Thursday, May 7, 2009

Bob Dylan: Cranky Old Guy

Bob criticizes what he can't understand:
Bob Dylan may have starred in a television commercial for iTunes, but don’t look for him to become an iPod pitchman anytime soon.

In a Rolling Stone magazine cover story, the 67-year-old troubadour rails against modern technology like cell phones, iPods and video games. The man who wrote “The Times They Are A-Changin’” almost 46 years ago evidently thinks the times have changed a little too much.

“It’s peculiar and unnerving in a way to see so many young people walking around with cell phones and iPods in their ears and so wrapped up in media and video games,” Dylan told interviewer Douglas Brinkley, a professor of U.S. history at Rice University in Houston.

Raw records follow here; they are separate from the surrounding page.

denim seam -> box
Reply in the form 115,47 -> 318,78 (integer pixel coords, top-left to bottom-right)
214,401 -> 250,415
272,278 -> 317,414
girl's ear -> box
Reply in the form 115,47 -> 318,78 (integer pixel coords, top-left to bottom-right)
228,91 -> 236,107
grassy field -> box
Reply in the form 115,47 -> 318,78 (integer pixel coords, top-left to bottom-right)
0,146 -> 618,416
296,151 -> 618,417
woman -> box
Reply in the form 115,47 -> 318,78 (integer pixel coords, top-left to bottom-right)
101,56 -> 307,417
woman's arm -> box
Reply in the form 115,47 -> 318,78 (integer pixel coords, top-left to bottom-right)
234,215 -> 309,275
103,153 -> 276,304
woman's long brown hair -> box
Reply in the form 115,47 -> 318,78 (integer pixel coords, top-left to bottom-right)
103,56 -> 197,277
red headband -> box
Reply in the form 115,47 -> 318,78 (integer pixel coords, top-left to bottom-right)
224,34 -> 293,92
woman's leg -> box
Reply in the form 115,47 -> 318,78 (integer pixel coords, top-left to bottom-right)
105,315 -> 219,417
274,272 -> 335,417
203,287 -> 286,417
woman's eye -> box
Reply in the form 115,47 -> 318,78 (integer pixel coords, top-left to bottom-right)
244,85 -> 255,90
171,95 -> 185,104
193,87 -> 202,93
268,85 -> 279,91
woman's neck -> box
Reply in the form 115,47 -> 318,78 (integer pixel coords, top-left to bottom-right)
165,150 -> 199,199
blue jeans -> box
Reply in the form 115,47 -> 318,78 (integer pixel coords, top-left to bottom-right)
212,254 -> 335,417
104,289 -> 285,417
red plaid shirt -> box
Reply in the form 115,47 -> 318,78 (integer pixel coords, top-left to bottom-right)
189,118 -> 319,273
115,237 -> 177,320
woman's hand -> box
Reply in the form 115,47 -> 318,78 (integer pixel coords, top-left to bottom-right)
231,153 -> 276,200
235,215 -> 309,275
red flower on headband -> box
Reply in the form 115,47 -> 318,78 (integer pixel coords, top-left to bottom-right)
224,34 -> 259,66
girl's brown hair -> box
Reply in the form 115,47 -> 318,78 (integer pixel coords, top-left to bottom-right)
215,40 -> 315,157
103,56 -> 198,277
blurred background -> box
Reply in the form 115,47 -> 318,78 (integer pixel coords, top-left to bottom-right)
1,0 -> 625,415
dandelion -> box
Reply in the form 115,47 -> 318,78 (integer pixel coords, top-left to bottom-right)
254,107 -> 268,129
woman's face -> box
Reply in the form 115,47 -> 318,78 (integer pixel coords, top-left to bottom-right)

“It robs them of their self-identity. It’s a shame to see them so tuned out to real life. Of course they are free to do that, as if that’s got anything to do with freedom. The cost of liberty is high, and young people should understand that before they start spending their life with all those gadgets.”

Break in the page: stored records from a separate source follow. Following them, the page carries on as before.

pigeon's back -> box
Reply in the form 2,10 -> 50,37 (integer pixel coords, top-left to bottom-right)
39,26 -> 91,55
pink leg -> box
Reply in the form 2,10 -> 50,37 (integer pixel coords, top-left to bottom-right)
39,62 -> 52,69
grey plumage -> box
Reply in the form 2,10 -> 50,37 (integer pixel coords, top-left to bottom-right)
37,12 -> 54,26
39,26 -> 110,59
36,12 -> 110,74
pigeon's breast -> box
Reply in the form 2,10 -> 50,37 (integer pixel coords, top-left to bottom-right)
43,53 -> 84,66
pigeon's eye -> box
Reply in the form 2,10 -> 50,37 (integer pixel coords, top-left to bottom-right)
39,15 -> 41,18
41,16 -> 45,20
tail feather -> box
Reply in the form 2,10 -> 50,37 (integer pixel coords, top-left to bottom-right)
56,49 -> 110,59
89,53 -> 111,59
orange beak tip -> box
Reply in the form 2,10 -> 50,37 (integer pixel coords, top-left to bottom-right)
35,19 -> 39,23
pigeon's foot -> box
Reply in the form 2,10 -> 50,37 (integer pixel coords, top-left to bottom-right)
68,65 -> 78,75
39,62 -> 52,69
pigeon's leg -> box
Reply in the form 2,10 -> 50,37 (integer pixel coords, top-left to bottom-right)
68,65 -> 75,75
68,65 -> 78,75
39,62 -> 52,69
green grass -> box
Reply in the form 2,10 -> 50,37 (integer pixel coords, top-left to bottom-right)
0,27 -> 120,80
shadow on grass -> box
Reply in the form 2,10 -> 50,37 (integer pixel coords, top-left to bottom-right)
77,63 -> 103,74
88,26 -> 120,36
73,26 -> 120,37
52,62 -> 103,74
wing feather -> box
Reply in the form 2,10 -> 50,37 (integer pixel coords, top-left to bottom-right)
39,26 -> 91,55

Why does Dylan think that just because you're enjoying an iPod - possibly a Dylan tune! - that you're automatically tuned out from the rest of the world? Mult-tasking is a myth but it's possible to listen to music and still do things - like pay attention to the world - while you're listening. (And iPods - and other MP3 players - have earbuds so at they're polite appliances; they allow the listener to keep their music to themselves.)

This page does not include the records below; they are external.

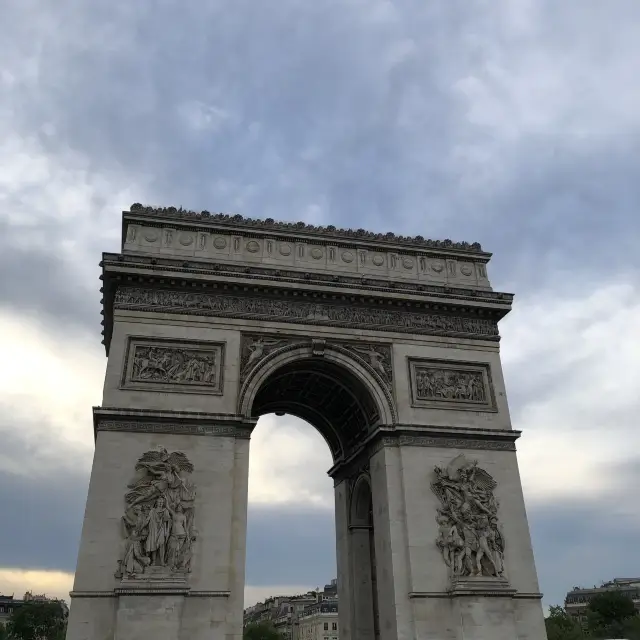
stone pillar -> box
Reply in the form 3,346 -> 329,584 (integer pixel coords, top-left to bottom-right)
335,475 -> 379,640
364,437 -> 547,640
369,446 -> 415,640
334,480 -> 354,640
349,527 -> 376,640
66,413 -> 253,640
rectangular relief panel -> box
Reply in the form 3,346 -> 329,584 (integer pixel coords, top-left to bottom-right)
408,358 -> 496,412
121,337 -> 225,395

And cell phones are a good thing, too. Sure, they can be obnoxious - people seem to forget they're talking in public and blast out their conversations to the world - but they serve to help us keep in touch with one another. They help us stay connected with one another and no the other way around. Hard to believe there was a time when we got along without them, thank you very much, but who wants to return to those days? A Victrola worked just fine but I doubt Dylan would insist we listen to his music through one of those devices.

Dylan brings up the cost of liberty and rightly so: a lot of people paid heavily so that we may enjoy the freedom to do what we want, as long was we don't harm others. Sometimes that freedom's ugly - heck, a lot of the time it is - but it's our choice to make. We may not like the choices others make but let's at least be grateful they can at least make them.

And grumble to ourselves about how things were better long ago than they are now.


  1. I disagree. I don't believe that cell phones "serve to help us keep in touch with one another." How is one connected to anything at all when one is too busy telling one's wife or husband or friend, "I'm about to get on the train," to notice that one is out among the world?

    I still have no use for such a thing, nor headphones. I like to be where I'm at.

    Fortunately for all of us--and especially so for the telecommunications companies--everyone is still free to do what they feel is necessary with their time/money.

  2. Thanks for the comment, hotfive. Sounds like we'll continue to disagree on this one.